Key properties: incremental extract, staging before production, MERGE for idempotency, validation before watermark commit.

Design Decisions

Decision Option A Option B When to choose
Pattern ETL (transform first) ELT (load raw first) ELT with modern warehouse; ETL for complex pre-warehouse logic
Processing SQL (dbt) Spark SQL for warehouse-native; Spark for TB-scale or non-SQL transforms
Schedule Batch (nightly) Micro-batch (15 min) Batch for reporting; micro-batch when fresher data justifies cost
Ingestion Managed (Fivetran) Custom connectors Managed for standard SaaS; custom for proprietary APIs
Failure handling Fail fast Retry with backoff Retry transient errors; fail fast on schema mismatch

⚠ Common Mistakes

  1. Non-idempotent loads. Rerunning a failed job duplicates rows. Use MERGE, partition overwrite, or deterministic keys.

  2. Committing watermark before validation. Data loss or corruption goes unnoticed until dashboards break.

  3. Transforming in application databases. Heavy ETL on production OLTP degrades user-facing latency. Extract to staging.

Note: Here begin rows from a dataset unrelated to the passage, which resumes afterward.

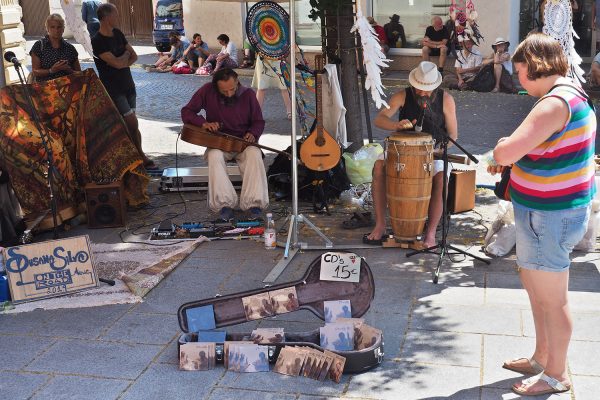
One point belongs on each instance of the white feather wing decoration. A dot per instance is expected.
(76, 25)
(558, 23)
(373, 58)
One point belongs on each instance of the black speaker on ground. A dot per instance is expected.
(105, 205)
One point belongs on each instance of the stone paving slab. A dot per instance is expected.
(18, 351)
(27, 384)
(94, 358)
(404, 380)
(586, 387)
(228, 394)
(81, 323)
(79, 387)
(584, 358)
(444, 348)
(23, 323)
(143, 328)
(453, 318)
(165, 381)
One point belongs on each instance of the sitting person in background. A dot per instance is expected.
(196, 52)
(380, 34)
(435, 41)
(227, 57)
(178, 45)
(468, 64)
(500, 60)
(593, 76)
(394, 31)
(51, 56)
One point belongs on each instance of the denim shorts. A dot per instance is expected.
(546, 238)
(125, 102)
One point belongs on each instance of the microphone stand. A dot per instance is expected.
(45, 142)
(443, 245)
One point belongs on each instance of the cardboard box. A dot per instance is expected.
(461, 191)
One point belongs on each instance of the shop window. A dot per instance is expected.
(415, 16)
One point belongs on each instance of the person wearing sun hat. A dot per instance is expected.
(424, 104)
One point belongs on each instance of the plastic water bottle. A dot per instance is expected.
(270, 235)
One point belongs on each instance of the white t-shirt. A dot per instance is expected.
(468, 59)
(229, 49)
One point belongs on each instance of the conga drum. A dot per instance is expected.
(409, 171)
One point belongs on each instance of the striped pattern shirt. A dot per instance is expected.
(559, 173)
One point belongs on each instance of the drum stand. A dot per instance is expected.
(443, 247)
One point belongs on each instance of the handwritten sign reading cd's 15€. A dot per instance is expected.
(344, 267)
(49, 269)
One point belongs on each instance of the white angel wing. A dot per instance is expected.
(373, 58)
(558, 23)
(77, 25)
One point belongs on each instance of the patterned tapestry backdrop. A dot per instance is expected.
(88, 138)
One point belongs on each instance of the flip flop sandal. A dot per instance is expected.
(358, 220)
(533, 368)
(374, 242)
(555, 386)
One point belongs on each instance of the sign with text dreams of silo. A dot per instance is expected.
(49, 269)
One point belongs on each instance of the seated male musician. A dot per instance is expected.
(420, 104)
(233, 109)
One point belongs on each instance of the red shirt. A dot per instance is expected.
(243, 116)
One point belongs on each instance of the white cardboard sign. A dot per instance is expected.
(343, 267)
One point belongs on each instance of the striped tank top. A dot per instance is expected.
(559, 173)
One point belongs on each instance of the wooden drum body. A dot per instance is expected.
(409, 171)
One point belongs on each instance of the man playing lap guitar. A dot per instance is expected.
(233, 109)
(424, 105)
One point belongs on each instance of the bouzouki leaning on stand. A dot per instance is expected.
(320, 151)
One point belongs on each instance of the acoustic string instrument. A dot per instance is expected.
(220, 140)
(320, 151)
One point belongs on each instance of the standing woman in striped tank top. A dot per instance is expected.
(551, 187)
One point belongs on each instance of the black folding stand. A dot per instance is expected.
(442, 247)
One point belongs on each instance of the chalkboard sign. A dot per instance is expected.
(49, 269)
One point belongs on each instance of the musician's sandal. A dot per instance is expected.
(549, 386)
(524, 365)
(358, 220)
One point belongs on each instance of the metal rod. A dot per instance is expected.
(294, 225)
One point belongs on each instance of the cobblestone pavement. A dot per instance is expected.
(444, 341)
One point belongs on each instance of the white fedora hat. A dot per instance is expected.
(500, 40)
(425, 76)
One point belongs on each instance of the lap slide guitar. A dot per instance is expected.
(320, 151)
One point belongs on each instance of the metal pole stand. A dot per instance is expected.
(443, 245)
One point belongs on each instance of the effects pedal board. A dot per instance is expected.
(192, 230)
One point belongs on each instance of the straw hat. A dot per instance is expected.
(425, 76)
(500, 40)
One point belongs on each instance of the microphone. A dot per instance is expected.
(419, 126)
(11, 57)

  4. No schema evolution strategy. Source adds a column; pipeline crashes. Use schema registry or permissive parsing with defaults.

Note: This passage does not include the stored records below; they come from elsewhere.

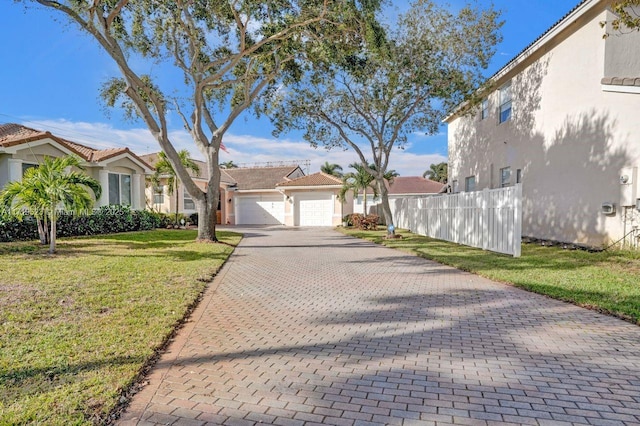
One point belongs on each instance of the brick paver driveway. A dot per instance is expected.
(307, 326)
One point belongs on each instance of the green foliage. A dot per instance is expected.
(104, 220)
(628, 15)
(78, 328)
(43, 190)
(605, 281)
(437, 172)
(331, 169)
(372, 99)
(228, 53)
(365, 223)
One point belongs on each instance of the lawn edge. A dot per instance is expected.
(139, 381)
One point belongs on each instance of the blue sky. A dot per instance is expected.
(51, 75)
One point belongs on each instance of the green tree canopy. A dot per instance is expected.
(373, 99)
(49, 187)
(212, 60)
(331, 169)
(628, 15)
(437, 172)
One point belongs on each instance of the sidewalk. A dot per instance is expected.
(307, 326)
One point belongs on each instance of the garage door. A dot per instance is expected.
(315, 209)
(260, 210)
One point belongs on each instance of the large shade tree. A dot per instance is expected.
(371, 101)
(50, 188)
(223, 55)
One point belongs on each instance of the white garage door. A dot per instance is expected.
(260, 210)
(315, 209)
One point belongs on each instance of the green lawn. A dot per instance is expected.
(77, 328)
(606, 281)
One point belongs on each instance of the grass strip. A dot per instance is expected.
(607, 281)
(78, 327)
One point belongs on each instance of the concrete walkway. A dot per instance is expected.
(307, 326)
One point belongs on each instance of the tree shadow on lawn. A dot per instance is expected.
(427, 354)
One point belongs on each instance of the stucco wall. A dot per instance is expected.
(570, 139)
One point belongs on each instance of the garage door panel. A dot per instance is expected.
(315, 209)
(260, 210)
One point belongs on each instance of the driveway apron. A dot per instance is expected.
(308, 326)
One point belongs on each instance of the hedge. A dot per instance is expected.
(104, 220)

  5. Silent null propagation. TRY_CAST failures become NULL; metrics drift. Monitor null rates per column.

  6. Monolithic pipeline scripts. One 2,000-line job nobody can debug. Modularize by source and entity.

  7. Ignoring late-arriving data. Events arrive out of order. Watermark logic must handle backfill windows.

Where It Breaks Down

Real-time requirements. Batch ETL with nightly runs cannot serve sub-minute dashboards. Streaming (Kafka, Flink) or CDC pipelines replace or supplement batch.

Source API rate limits. Full extracts from SaaS APIs hit limits. Incremental sync and respect for Retry-After headers are mandatory.

Schema drift across environments. Dev staging has different columns than prod. CI should test transforms against production-like schemas.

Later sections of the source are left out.